Repasar cómo los libros de texto narran el efecto de los impuestos sobre el bienestar de la gente es una forma de celebrar la gran labor pedagógica de El Económico en su segundo cumpleaños.

Los impuestos sobre bienes son transferencias de renta que los ciudadanos, de forma obligada, hacen al Estado para financiar bienes públicos, entre los que se encuentran la justicia, la defensa nacional, la redistribución de renta, etc. Por eso, en un primer momento, al gravar un bien empeora el bienestar de compradores y vendedores, aunque en un segundo momento puedan ser beneficiarios de la acción gubernamental.

Los impuestos crean una brecha entre el precio que pagan los compradores y el percibido por los vendedores, a consecuencia de la cual la cantidad vendida es menor que la que se sería sin el mismo, es decir, se reduce el mercado del bien gravado. Así, un impuesto sobre las estancias turísticas necesariamente conlleva una reducción del número de visitantes, de empresas y puestos de trabajo turísticos; de igual forma que un impuesto sobre la cerveza, o sobre cualquier otro bien, reduce su consumo, producción y distribución. Esta reducción del mercado es una pérdida irrecuperable de eficiencia.

Si la pérdida de eficiencia es pequeña, la recaudación obtenida puede justificar el deterioro económico producido.

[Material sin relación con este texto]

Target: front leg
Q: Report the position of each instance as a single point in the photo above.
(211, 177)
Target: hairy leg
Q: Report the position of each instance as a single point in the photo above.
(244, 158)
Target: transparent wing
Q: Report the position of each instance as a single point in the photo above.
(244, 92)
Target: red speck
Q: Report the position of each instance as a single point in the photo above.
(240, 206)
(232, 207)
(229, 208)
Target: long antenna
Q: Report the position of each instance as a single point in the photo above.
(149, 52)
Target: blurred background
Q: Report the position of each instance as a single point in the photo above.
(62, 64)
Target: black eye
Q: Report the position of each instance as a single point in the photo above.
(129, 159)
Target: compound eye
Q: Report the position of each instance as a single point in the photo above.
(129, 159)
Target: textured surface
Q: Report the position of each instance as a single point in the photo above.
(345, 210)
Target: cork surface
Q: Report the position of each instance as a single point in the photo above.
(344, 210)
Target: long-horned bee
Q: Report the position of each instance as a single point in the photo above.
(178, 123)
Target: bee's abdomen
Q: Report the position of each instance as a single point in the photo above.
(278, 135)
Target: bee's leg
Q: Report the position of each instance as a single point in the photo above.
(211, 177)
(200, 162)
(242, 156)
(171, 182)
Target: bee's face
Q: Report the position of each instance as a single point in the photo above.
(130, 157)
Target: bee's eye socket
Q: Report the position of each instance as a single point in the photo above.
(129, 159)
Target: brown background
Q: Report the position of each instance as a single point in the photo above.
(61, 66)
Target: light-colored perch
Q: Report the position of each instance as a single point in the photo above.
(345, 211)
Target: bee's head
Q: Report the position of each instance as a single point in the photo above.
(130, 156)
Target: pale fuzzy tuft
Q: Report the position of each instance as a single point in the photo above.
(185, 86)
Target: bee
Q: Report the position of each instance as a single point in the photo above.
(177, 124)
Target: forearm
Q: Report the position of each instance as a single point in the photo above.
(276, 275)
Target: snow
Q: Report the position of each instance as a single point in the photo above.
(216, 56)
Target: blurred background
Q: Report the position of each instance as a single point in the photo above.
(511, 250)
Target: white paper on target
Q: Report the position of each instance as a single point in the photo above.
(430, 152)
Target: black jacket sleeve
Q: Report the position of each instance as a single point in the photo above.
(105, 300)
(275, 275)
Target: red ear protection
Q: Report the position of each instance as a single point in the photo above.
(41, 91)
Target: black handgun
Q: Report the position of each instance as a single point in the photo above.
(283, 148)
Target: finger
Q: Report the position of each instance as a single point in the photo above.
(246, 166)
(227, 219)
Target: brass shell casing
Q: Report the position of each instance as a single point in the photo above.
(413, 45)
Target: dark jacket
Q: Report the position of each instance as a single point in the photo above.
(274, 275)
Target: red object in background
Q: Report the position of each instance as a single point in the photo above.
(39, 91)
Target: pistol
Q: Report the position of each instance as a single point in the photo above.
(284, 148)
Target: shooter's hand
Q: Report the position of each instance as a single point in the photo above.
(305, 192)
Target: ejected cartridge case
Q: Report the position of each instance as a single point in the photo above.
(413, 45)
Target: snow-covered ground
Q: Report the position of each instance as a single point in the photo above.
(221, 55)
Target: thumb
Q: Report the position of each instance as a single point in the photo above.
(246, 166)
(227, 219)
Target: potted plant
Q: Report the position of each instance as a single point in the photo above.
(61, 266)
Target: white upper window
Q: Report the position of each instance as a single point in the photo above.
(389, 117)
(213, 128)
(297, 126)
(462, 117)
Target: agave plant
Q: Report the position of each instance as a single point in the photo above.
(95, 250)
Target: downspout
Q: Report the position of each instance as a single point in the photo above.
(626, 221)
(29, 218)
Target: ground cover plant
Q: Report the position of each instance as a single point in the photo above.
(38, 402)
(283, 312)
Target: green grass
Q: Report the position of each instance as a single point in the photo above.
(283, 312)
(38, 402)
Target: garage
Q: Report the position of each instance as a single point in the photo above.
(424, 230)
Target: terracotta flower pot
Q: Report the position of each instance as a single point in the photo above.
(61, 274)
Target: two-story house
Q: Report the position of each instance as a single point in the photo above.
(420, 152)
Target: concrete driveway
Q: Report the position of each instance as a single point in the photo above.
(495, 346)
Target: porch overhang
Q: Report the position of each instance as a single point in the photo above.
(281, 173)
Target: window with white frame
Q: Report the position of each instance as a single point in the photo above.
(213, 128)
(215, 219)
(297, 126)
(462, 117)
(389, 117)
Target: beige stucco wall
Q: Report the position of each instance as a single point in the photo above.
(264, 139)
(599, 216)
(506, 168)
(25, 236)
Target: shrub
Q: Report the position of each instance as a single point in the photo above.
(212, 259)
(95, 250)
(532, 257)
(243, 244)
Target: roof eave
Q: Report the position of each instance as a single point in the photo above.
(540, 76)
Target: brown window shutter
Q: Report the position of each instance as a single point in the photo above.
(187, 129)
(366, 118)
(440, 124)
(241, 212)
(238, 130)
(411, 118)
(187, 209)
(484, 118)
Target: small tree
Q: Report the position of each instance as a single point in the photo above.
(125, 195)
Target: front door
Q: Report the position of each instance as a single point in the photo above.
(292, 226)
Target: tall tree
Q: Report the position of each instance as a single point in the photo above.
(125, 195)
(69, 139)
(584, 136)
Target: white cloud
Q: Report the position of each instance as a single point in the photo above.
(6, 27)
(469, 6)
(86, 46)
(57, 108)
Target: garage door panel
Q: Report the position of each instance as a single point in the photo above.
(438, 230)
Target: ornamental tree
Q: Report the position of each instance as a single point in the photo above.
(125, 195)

Pero a la inversa, si es grande estamos ante un impuesto empobrecedor.

El que sea pequeña o grande depende de lo que los manuales llaman elasticidad. Es decir, de si se produce una gran variación de la demanda como consecuencia de un aumento del precio. Así, por ejemplo, la cantidad demandada de gasolina -al carecer de sustitutivos- experimenta pequeñas variaciones por cambios en su precio, lo que la convierte en un producto adecuado para ser gravado. Por el contrario, no ocurre lo mismo con cualquier otro bien del que sea más fácil prescindir.

Una buena estructura tributaria es la que minimiza la pérdida irrecuperable de eficiencia desde una visión de conjunto de todos los tributos. Algo que solo se puede conseguir con una reforma fiscal con vocación integral.

Sin embargo, como esta conlleva costes políticos, no se realiza, y nuestro sistema tributario continúa siendo un conjunto deslavazado de tributos que dificulta la recaudación, la liga en exceso al ciclo y frena el crecimiento económico.

Nuestra comunidad autónoma ha doblado sus gastos desde el año 2002, cuando asumió las últimas competencias. Con las sucesivas reformas del sistema de financiación los recursos han aumentado, financiados, lógicamente, con más tributos. Aunque, por supuesto, continúa siendo insuficiente.

Deberíamos dejar de percibir las reformas modernizadoras como un deber inevitable. Tenemos la obligación de hacer del proceso de transformación económica un gran proyecto político ilusionante.